UPS Teamsters authorize strike if contract isn't reached by July 31
Why it matters: The Teamsters represents more than 340,000 UPS workers nationwide, the largest private-sector union contract in North America.
- The move was widely expected, but nonetheless heightens the tension at a time when delivery services are already under pressure to maintain recent improvements in supply chain operations.
Driving the news: The Teamsters said 97% of its UPS members voted to approve the strike, "giving the union maximum leverage to win demands at the bargaining table."
- Negotiations began April 17 on the "national master agreement" as the union pursues a new five-year deal that would guarantee raises, more full-time positions, an end to forced overtime and the demise of the company's two-tier wage system.
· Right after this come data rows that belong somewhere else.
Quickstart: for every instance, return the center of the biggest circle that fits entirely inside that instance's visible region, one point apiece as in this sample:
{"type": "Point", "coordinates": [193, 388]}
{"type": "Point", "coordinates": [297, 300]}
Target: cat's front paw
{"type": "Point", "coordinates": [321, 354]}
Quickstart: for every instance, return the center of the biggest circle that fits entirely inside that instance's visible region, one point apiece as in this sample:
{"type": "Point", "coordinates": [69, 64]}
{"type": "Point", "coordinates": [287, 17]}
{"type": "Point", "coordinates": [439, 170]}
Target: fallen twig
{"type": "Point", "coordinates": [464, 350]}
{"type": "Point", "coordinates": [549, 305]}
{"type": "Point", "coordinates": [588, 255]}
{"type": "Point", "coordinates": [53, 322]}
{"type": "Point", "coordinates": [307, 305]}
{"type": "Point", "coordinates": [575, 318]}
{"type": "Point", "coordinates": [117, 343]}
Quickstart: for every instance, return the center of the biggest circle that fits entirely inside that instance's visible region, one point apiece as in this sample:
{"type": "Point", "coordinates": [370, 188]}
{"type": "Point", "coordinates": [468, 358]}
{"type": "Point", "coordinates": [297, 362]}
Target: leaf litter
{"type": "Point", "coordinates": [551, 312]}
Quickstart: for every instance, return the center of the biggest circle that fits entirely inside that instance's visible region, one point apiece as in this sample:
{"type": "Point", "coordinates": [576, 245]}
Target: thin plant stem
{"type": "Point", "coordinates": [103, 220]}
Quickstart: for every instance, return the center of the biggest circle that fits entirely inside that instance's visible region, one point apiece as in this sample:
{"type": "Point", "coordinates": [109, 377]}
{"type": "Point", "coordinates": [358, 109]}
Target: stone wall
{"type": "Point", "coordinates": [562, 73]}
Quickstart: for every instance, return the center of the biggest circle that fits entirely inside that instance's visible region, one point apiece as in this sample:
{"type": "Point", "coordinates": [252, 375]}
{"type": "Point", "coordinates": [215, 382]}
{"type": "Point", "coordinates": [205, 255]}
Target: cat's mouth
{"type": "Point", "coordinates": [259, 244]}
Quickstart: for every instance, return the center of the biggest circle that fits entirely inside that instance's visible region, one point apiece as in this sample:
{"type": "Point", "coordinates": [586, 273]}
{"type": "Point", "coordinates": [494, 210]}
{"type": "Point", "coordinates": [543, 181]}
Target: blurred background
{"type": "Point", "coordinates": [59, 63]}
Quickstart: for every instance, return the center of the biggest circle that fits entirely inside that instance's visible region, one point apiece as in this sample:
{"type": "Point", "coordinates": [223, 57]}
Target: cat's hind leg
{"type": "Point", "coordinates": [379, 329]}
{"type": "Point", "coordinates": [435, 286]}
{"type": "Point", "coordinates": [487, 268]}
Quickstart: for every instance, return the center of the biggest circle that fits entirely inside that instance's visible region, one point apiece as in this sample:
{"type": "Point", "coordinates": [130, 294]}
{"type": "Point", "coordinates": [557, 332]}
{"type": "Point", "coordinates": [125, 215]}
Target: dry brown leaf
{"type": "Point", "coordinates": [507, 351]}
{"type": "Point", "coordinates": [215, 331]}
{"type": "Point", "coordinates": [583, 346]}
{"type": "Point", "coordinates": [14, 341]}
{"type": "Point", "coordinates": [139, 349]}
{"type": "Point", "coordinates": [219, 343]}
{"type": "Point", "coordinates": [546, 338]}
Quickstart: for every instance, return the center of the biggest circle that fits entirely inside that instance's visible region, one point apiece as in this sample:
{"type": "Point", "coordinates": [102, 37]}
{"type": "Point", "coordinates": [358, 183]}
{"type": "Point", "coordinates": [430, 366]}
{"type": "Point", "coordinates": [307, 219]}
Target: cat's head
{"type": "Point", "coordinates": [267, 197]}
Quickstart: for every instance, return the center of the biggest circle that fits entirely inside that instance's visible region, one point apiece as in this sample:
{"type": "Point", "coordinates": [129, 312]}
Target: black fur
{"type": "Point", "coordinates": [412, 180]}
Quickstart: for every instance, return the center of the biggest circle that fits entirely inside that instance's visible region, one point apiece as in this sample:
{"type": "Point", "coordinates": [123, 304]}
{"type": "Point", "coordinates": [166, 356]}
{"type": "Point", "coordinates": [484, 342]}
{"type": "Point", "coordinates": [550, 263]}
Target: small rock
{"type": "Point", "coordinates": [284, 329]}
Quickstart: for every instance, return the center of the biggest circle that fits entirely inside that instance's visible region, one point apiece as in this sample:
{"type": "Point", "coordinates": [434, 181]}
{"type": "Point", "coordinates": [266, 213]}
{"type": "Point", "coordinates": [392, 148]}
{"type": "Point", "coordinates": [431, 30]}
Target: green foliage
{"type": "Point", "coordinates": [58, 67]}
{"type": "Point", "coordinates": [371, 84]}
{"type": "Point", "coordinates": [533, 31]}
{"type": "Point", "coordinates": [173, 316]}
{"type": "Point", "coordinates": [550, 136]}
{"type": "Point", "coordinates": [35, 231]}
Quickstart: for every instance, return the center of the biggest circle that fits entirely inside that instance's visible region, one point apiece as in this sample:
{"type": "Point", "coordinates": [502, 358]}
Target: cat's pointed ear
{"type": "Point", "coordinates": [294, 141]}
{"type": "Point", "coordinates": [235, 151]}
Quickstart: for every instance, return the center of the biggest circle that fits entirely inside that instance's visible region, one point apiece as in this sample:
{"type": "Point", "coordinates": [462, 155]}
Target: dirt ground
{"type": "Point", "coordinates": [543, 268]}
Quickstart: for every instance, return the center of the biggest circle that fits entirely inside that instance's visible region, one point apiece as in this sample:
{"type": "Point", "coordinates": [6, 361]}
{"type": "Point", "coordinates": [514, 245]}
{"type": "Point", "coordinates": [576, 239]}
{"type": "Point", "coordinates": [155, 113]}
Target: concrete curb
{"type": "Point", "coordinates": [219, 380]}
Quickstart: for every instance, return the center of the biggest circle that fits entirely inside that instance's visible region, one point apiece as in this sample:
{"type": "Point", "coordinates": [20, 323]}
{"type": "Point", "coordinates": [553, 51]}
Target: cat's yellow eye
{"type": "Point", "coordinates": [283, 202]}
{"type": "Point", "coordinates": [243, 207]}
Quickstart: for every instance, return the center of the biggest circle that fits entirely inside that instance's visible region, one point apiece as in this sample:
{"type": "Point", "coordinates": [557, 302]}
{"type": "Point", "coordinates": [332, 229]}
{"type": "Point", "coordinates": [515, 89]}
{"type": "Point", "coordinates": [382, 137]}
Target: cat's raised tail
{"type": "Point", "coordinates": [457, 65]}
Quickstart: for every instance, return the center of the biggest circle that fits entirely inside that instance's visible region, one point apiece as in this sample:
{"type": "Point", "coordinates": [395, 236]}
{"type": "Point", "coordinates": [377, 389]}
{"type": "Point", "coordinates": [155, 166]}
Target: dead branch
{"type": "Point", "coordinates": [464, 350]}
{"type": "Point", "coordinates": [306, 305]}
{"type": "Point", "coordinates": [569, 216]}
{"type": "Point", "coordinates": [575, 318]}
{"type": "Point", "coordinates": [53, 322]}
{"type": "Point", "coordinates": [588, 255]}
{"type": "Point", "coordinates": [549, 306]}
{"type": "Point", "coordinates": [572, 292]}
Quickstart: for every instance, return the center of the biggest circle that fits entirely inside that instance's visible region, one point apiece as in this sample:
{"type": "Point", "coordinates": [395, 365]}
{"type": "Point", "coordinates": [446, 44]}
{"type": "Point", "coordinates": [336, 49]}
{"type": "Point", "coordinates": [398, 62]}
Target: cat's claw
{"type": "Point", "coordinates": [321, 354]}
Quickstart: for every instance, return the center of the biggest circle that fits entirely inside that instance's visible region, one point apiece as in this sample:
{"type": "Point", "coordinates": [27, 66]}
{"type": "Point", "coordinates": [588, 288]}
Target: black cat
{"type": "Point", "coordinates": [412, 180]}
- UPS drivers already scored a win at the bargaining table when the company agreed to provide most of its delivery vehicles with air conditioning, Axios' Emily Peck reported
What they're saying: "This strike authorization vote sends a clear message to UPS that our members are damned and determined to take necessary action to secure a historic contract that respects their dedication and sacrifice," Teamsters General Secretary-Treasurer Fred Zuckerman said in a statement.
The other side: "The results do not mean a strike is imminent and do not impact our current business operations in any way," UPS said in a statement.
- "Authorization votes and approvals are normal steps in labor union negotiations. We continue to make progress on key issues and remain confident that we will reach an agreement that provides wins for our employees, the Teamsters, our company and our customers."